The "Trimming" Trick (3 Multiplies)

The mathematical expansion of \(A \times B\) is:
\((A_{hi}B_{hi}\ll 32)+(A_{hi}B_{lo}\ll 16)+(A_{lo}B_{hi}\ll 16)+(A_{lo}B_{lo})\)

To get the top 32 bits, the term \(A_{lo}B_{lo}\) is almost useless. It only contributes to the top 32 bits if it generates a carry that ripples all the way up through the middle terms.
The Optimization:
  1. Calculate \(A_{hi} \times B_{hi}\) (This is your base result).
  2. Calculate \(A_{hi} \times B_{lo}\), shift it right by 16, and add it.
  3. Calculate \(A_{lo} \times B_{hi}\), shift it right by 16, and add it.
  4. Ignore \(A_{lo} \times B_{lo}\) entirely.
Error Rate Analysis
I ran a simulation of 1,000,000 random 32-bit integer multiplications comparing the Full 64-bit result vs. the 3-multiply approximation above:
  • Error Frequency: ~69.4% of the time, the result is slightly "off."
  • Error Magnitude: The error is almost always exactly 1 LSB, with a maximum theoretical error of 2 LSB.
  • Speed Gain: You save 25% of your multiplication cycles and several shift/add instructions.
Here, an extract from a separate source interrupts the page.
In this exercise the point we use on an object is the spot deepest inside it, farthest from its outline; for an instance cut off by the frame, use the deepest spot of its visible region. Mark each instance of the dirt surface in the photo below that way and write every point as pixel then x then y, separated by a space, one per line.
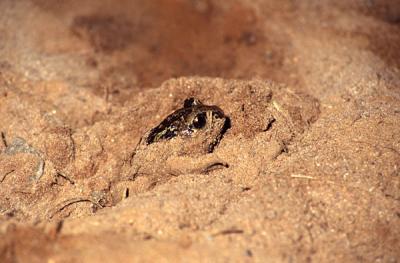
pixel 311 160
So in cases such as MP3 decode, the Thumb instruction set allows us to break that 17-cycle record held by   many years ago.

mul32x32:

uxth r2,r0 // b (low)
lsrs r0,r0,#16 // a (high)
lsrs r3,r1,#16 // c (high)
uxth r1,r1 // d (low)
movs r4,r1 // d

muls r1,r2 // bd
muls r4,r0 // ad
muls r0,r3 // ac
muls r3,r2 // bc

lsls r2,r4,#16
lsrs r4,r4,#16
adds r1,r2
adcs r0,r4
lsls r2,r3,#16
lsrs r3,r3,#16
adds r1,r2
adcs r0,r3

In full disclosure, I finally found a reasonable case for using an AI. I would be interested to know if others find this useful. If your final sample value is a 16-bit number and mixing (of frequencies) uses 32-bit numbers, is this a practical solution for MP2/MP2.5/MP3 decoders written in optimized Thumb? Some trial-and-error (no pun intended) testing will be needed but as well as saving a lot of CPU bandwidth (those decoders typically mix 8-12 frequenciy ranges together and it's only at the last stage where the stream of 32-bit values are finally put into a double-buffered sorage area for the DMA to pass to the DAC.
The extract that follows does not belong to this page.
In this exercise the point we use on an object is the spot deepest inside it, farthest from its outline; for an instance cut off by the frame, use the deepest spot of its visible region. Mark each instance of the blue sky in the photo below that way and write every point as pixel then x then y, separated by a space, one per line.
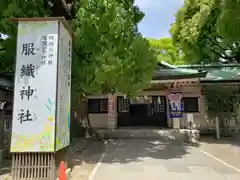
pixel 159 15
I just felt in my bones that it SHOULD be possible in 16 instructions anyway but I have wasted too much time and many methadoigies to discover that 17 seemed to be the 'hard limit', I still wonder if some now discontinued processor somewhere, a lone programmer found a trick to get it into 16. This happens. I had to teach the next generation on how using 128 bytes of the stack was the optimal way for a C64 sprite-multiplexor to 'sort' the Y values. Wizball was the first place I saw it 'used in anger' but while AI is fine for general high-level solutions, it would need to understand so much about the possible cases to accept an error-rate of the size involved was fine. If after 8 checks you have no slot - the C64 couldn't display the sprite in any case.

So it WOULD be lovely to hear from programmers in their dotage just noting 'oh, we found this on in 1986'. Too much amazing code is lost to us.